There is a large and growing suite of new technological approaches to storing carbon in ecosystems for centuries to millennia. These include utilizing plant-derived biomass processed to increase durability, like biochar, or using the vast extent of natural and managed ecosystems to bury or sink carbon rich materials and thus keep it out of the atmosphere. Research is ongoing to understand how to accelerate processes, such as rock weathering and balancing the ocean bicarbonate cycle, to store atmospheric carbon dioxide for millennia. This includes applying crushed minerals to agricultural fields, forests, wetlands, or other ecosystems to speed the weathering process, transport captured carbon dissolved in water through streams and rivers to the coast, and ultimately store captured carbon in the ocean in mineral form.

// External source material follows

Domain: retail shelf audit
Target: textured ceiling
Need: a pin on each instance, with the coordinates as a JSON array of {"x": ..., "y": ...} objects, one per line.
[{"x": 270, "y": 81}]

Other approaches look to increase mineral carbon storage in the ocean by increasing alkalinity of ocean waters directly, which can shift the balance of the ocean carbon cycle and lead to drawdown of atmospheric carbon dioxide through increased rates of ocean uptake. These kinds of novel open-systems approaches are at the forefront of scientific and engineering exploration. Many questions remain about how to implement these approaches, but the climate mitigation potential may be significant.  

Examples of novel approaches, which are still emerging, include: 

  • Enhanced rock weathering  
  • Ocean alkalinity enhancement 
  • Burial of plant-derived biomass carbon  
  • Sinking plant-derived biomass deep into the ocean 
  • Biochar production and storage in ecosystems and products 

Advancing Ecosystem Carbon Management 

As novel technologies for ecosystem carbon management emerge, appropriate policy structures for governing and valuing carbon removal and storage through ecosystem carbon management must be developed to ensure there are both financial incentives for deployment and appropriate guidelines and safeguards to ensure these novel approaches have real climate benefit and do not harm people or the environment.  

Adopting “ecosystem carbon management” as a concept will help encourage innovation and value the full expanse of biological, geochemical, and technological methods for enhancing carbon sequestration and storage that have emerged since the advent of the term “nature-based solutions.” Appropriately identifying a range of ecosystem carbon management approaches will enable targeted efforts to raise the bar on the tools, scales, appropriate uses and climate outcomes for both people and the environment.